From: "Derrick Stolee via GitGitGadget" <gitgitgadget@gmail.com>
To: git@vger.kernel.org
Cc: gitster@pobox.com, newren@gmail.com, anh@canva.com,
Derrick Stolee <stolee@gmail.com>,
Derrick Stolee <stolee@gmail.com>
Subject: [PATCH v3 1/5] sparse-checkout: refactor skip worktree retry logic
Date: Fri, 28 Jun 2024 12:43:21 +0000 [thread overview]
Message-ID: <0844cda94cffd76ea9e86a0837731cfb4dc7bf88.1719578605.git.gitgitgadget@gmail.com> (raw)
In-Reply-To: <pull.1754.v3.git.1719578605.gitgitgadget@gmail.com>
From: Derrick Stolee <stolee@gmail.com>
The clear_skip_worktree_from_present_files() method was introduced in
af6a51875a (repo_read_index: clear SKIP_WORKTREE bit from files present
in worktree, 2022-01-14) to help cases where sparse-checkout is enabled
but some paths outside of the sparse-checkout also exist on disk. This
operation can be slow as it needs to check path existence in a way not
stored in the index, so caching was introduced in d79d299352 (Accelerate
clear_skip_worktree_from_present_files() by caching, 2022-01-14).

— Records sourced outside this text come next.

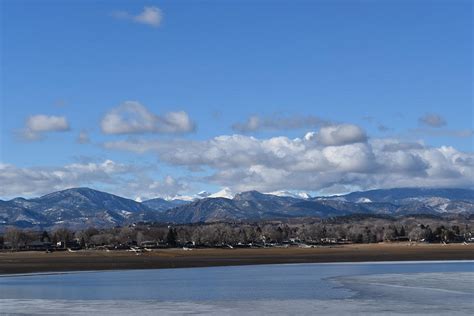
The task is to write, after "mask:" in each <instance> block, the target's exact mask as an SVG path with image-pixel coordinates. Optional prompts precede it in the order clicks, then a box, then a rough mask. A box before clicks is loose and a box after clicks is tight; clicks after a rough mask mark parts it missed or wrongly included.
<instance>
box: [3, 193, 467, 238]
mask: <svg viewBox="0 0 474 316" xmlns="http://www.w3.org/2000/svg"><path fill="white" fill-rule="evenodd" d="M415 213H423V214H459V213H461V214H462V213H466V214H474V190H472V189H457V188H451V189H446V188H395V189H377V190H369V191H358V192H352V193H348V194H345V195H334V196H320V197H313V198H303V197H302V198H298V197H292V196H280V195H272V194H268V193H261V192H258V191H245V192H240V193H237V194H235V195H234V196H233V198H232V199H229V198H226V197H211V195H206V197H204V198H201V199H195V200H194V201H189V202H188V201H182V200H165V199H162V198H155V199H150V200H146V201H143V202H137V201H134V200H131V199H127V198H123V197H120V196H118V195H114V194H110V193H107V192H102V191H98V190H94V189H90V188H87V187H80V188H71V189H66V190H61V191H57V192H52V193H49V194H45V195H43V196H40V197H37V198H32V199H25V198H22V197H17V198H13V199H11V200H7V201H4V200H0V229H1V228H2V227H3V228H5V227H7V226H17V227H54V226H71V227H85V226H98V227H103V226H120V225H127V224H130V223H133V222H137V221H159V222H170V223H196V222H215V221H245V220H267V219H277V218H291V217H321V218H324V217H333V216H345V215H352V214H380V215H406V214H415Z"/></svg>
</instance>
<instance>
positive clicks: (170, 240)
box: [0, 216, 474, 249]
mask: <svg viewBox="0 0 474 316" xmlns="http://www.w3.org/2000/svg"><path fill="white" fill-rule="evenodd" d="M473 222H474V219H471V218H464V217H455V218H450V219H442V218H430V217H413V216H412V217H404V218H397V219H396V220H395V219H393V218H377V217H364V216H362V217H357V216H355V217H347V218H344V217H341V218H333V219H326V220H315V219H298V220H291V221H266V222H254V223H241V222H239V223H201V224H188V225H172V226H170V225H166V224H160V223H155V224H153V223H138V224H133V225H130V226H126V227H114V228H102V229H98V228H92V227H91V228H87V229H80V230H71V229H68V228H57V229H53V230H50V231H34V230H20V229H17V228H7V229H6V230H5V231H4V233H3V234H1V235H0V247H1V248H4V249H5V248H6V249H25V248H28V249H33V248H34V247H37V246H41V245H43V246H44V245H47V244H49V245H51V247H55V248H67V247H76V248H98V247H109V248H110V247H112V248H116V249H121V248H127V247H130V246H143V245H145V246H147V247H153V246H156V247H183V246H192V247H223V246H242V247H244V246H249V247H250V246H254V247H257V246H272V245H282V244H295V243H306V244H326V243H377V242H396V241H412V242H430V243H439V242H466V241H472V240H473V237H474V235H473V232H472V227H473V224H474V223H473Z"/></svg>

This check is particularly confusing in the presence of a sparse index,
as a sparse tree entry corresponding to an existing directory must first
be expanded to a full index before examining the paths within. This is
currently implemented using a 'goto' and a boolean variable to ensure we
restart only once.
Even with that caching, it was noticed that this could take a long time
to execute. 89aaab11a3 (index: add trace2 region for clear skip
worktree, 2022-11-03) introduced trace2 regions to measure this time.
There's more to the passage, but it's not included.